晓蕾喝了点红酒,头开始犯晕,傻乎乎地看着他的头顶、接着是放大的俊脸,然后落入温热的怀抱。

“晓蕾,晓蕾,……”一声声无奈而心痛的低语。

晓蕾犹自保持着一份清明,被抱着倒没觉得有什么不妥,懦懦地问:“吴师兄,叫我干嘛?”小孩儿样地将头蹭蹭温暖而坚实的靠背,舒服地闭上眼。

手臂忽地箍紧,听他痛惜低吟着:“为什么?为什么?你什么都不说。这样扛着不累吗?”

车子开了半小时,来到一处高坡停住。

晓蕾酒劲过了,只是觉得浑身无力,半眯着眼窝在副驾驶座上。

“晓蕾,我和魏承联系过了。他告诉我一些事。”

晓蕾眼皮一跳,没有出声。

“洛枫那个混蛋对你做了什么?还有洛林,他……强迫你的,对不对?对不起,我不知道。我以为……对不起!”

说不出地痛切,几乎语不成句。即使过了这么久,仍旧无法平静地面对。当他第一次从魏承口里听到她的一切,他只觉得痛彻骨髓,五脏俱焚,悔恨的重锤击碎了他的理智和坚持,恨不得要马上飞回国去,冲到那个混蛋面前一片一片地撕碎他,方解心头之恨。

但终究也只是泄愤的想法而已。想他现在只是无名小卒一名,靠着家里的资助出来镀金的普通学生而已,拿什么和那些无法无天、不折手段的混蛋对抗?想也知道,爸爸是不会帮忙的。只会骂他不自量力、无理取闹。是呀,他都知道,所以才会最终屈从,隐忍不发,妄想着以此来换得她的平安,却万万没有想到会任她伤上加伤,只怕再也无法弥补。

魏承说晓蕾曾去找他,但没有问他的联系方式,估计心里一定骂了他N遍了,忘恩负义的帽子戴在他头上一点儿不冤枉。又讲到叫洛林的男生和她交往。那哪里是什么“交往”分明是强迫绑架、强抢民女。不知道她受了怎样的伤害,却从未向他提起,连魏承也被瞒了。
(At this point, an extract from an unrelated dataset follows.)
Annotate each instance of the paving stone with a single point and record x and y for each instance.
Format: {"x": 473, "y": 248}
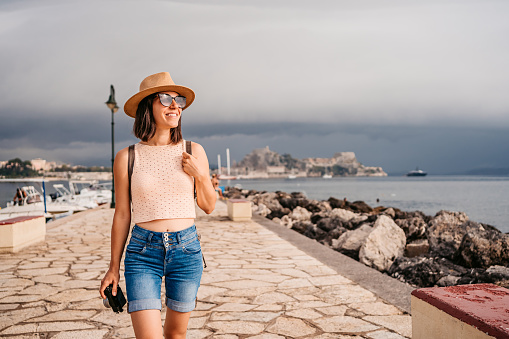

估计以她的性子永远不会让人知道,真不知她柔弱的身体还能承受多少委屈、痛楚和绝望。

晓蕾脑袋里神经终于联系上了,慢慢把吴士涵的话前后串联着分析了一遍。强迫?他怎么知道她和洛林的事?还有洛枫,为什么心里慌得发颤?到底是怎么回事?

酒后微红的小脸,渐渐转白,疑窦丛生,“吴师兄,你在说什么?你怎么知道洛枫和洛林的?你们认识?”